Les institutions financières de la planète doivent presser le pas dans le nettoyage de leurs bilans, a insisté lundi le directeur général du Fonds monétaire international (FMI), Dominique Strauss-Kahn.

«Le processus est beaucoup trop lent et c'est probablement là le plus important risque à une reprise en 2010», a déclaré M. Strauss-Kahn dans un discours prononcé à la Conférence de Montréal, qui s'est ouverte lundi.

«Il y a encore beaucoup de pertes qui n'ont pas été divulguées, a-t-il souligné. Il reste encore beaucoup de choses à faire au cours des prochains mois.»

Lors d'une brève conférence de presse, l'ancien ministre socialiste français a assuré qu'il ne visait pas spécifiquement l'Europe, qui a pourtant fait l'objet de critiques à cet égard.

Le FMI continue de prévoir le début de la reprise économique mondiale à la fin de l'année et les premiers trimestres de croissance positive dans la première moitié de 2010.

«La reprise n'arrive jamais avant que le nettoyage du bilan du secteur financier ne soit terminé», a prévenu Dominique Strauss-Kahn, en s'appuyant sur les 122 crises bancaires, petites et grandes, que le FMI a connues depuis sa création, en 1944.

Les gouvernements doivent donc se pincer le nez et continuer d'aider les institutions financières, même si l'opinion publique s'y oppose du fait que le secteur est à l'origine de la crise actuelle.

Pour M. Strauss-Kahn, il n'y a pas de doute: la crise économique aurait été bien pire sans la concertation, fût-elle imparfaite, des banques centrales et des gouvernements nationaux.

«Jamais dans l'histoire économique de nos pays, il y a eu autant de nations menant au même moment la même politique pour les mêmes objectifs et atteignant le même but», s'est-il félicité, espérant que l'on retiendra de l'expérience des derniers mois que les acteurs politiques disposent du pouvoir d'influencer positivement les marchés.

Dans les pays développés, le défi sera désormais de juguler les déficits budgétaires massifs qui découleront des plans de relance.

Évidemment, la situation est bien pire pour les pays en développement, qui continuent de souffrir d'un manque de disponibilité du crédit en dépit du fait que les gouvernements, comme c'est notamment le cas au Mexique et en Pologne, ont mis en place les bonnes politiques économiques.
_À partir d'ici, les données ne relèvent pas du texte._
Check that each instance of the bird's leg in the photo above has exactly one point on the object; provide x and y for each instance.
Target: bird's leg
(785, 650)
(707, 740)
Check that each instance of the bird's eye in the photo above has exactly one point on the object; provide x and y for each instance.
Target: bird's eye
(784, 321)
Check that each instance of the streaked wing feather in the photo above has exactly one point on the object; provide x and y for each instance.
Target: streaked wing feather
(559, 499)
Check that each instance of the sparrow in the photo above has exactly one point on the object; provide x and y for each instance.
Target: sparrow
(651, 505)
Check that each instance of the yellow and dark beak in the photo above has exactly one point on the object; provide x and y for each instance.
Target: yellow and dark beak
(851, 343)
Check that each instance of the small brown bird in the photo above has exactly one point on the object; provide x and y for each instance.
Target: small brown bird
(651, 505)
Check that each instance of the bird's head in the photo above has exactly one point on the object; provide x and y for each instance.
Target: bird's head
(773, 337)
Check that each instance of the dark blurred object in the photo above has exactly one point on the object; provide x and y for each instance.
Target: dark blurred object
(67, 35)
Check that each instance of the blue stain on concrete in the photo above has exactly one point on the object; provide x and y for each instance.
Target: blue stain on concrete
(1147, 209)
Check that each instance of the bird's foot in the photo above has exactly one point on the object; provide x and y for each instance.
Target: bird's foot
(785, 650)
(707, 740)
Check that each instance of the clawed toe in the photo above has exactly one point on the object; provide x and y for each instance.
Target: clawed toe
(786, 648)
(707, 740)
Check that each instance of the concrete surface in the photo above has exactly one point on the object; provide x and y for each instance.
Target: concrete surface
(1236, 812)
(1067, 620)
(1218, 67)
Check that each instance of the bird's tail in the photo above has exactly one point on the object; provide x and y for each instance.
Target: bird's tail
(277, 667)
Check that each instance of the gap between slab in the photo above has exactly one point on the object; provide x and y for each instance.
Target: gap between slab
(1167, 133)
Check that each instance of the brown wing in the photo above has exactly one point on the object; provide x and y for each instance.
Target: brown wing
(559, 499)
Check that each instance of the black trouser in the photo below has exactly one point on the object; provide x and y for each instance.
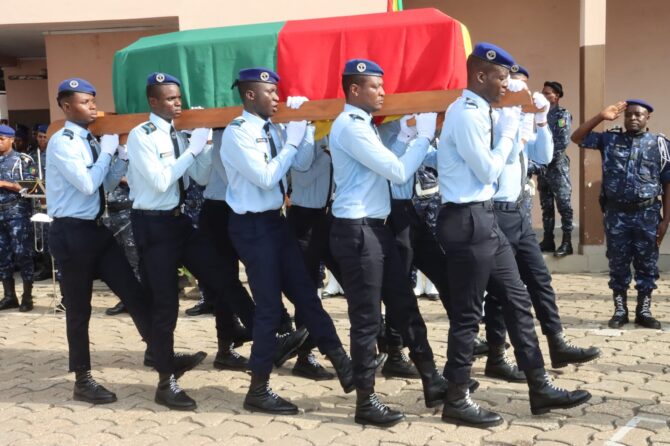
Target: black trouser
(514, 221)
(479, 257)
(274, 263)
(164, 242)
(371, 268)
(86, 250)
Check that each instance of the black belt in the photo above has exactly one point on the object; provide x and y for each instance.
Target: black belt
(365, 221)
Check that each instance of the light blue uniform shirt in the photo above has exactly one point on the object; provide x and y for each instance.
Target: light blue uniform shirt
(310, 188)
(467, 166)
(540, 148)
(253, 175)
(363, 166)
(154, 171)
(72, 179)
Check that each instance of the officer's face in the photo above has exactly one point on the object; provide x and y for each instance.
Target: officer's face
(635, 118)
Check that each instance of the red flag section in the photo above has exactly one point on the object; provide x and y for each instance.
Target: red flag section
(419, 50)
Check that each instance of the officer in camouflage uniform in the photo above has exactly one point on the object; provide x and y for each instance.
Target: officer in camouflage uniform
(16, 235)
(554, 185)
(635, 173)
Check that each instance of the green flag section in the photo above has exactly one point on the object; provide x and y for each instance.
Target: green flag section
(205, 60)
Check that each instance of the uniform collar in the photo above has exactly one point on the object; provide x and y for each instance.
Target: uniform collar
(160, 123)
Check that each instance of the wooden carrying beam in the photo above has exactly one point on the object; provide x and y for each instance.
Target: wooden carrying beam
(326, 109)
Le problème est dû, entre autres, au repli des grandes banques occidentales vers leurs marchés nationaux.

«C'est une nouvelle forme de protectionnisme plus compliquée à combattre, mais qui a aussi des conséquences dramatiques», a déploré le chef du FMI.

Si la crise devait persister, elle deviendrait une «question de vie ou de mort» qui pourrait conduire à des troubles sociaux, voire à des guerres civiles, a prédit l'économiste. Selon des chiffres de la Banque mondiale, 50 millions de personnes sombreront dans la pauvreté cette année à cause de la crise.

Le Fonds monétaire doit vendre sous peu plus de 400 tonnes métriques de ses réserves d'or afin de financer jusqu'à 6 milliards $ US en prêts à taux zéro aux pays les moins développés.

Système d'alerte

L'organisation compte toujours aller de l'avant avec un système d'alerte précoce afin de réagir plus rapidement lors des prochaines crises. Dominique Strauss-Kahn a reconnu que plusieurs pays étaient réticents à un tel concept, puisqu'il pourrait attirer l'attention sur des lacunes à des moments inopportuns, par exemple à la veille d'élections, alors que les partis au pouvoir ne veulent pas faire de vagues.

«Tout le monde veut collectivement le système d'alerte précoce, mais personne ne veut véritablement qu'on mette le doigt sur son pays ou sur un groupe de pays en disant 'ici, il peut y avoir un problème demain'», a-t-il expliqué.

M. Strauss-Kahn a néanmoins promis d'aller de l'avant avec cette idée d'ici l'automne.

N'ayant pas peur des pronostics audacieux, l'homme de 60 ans a avancé que la crise allait bouleverser «l'équilibre du pouvoir entre les nations», sans élaborer davantage.

Il s'est par ailleurs inquiété que la fin de la crise mette un frein à l'étroite collaboration internationale à laquelle on assiste depuis quelques mois en matière économique.

Banque mondiale

Aussi présent à Montréal lundi, le président de la Banque mondiale, l'Américain Robert Zoellick, a pour sa part estimé que la gestion canadienne de la crise financière pouvait constituer un exemple à suivre par d'autres pays.

«Le solide attachement du Canada au libre-échange et à la lutte contre le protectionnisme donne un signal fort à ses voisins et partenaires à travers le monde», a-t-il dit.

M. Zoellick sera mardi à Ottawa, où il rencontrera le premier ministre Stephen Harper et signera une entente concernant la contribution canadienne à un programme mondial de liquidités.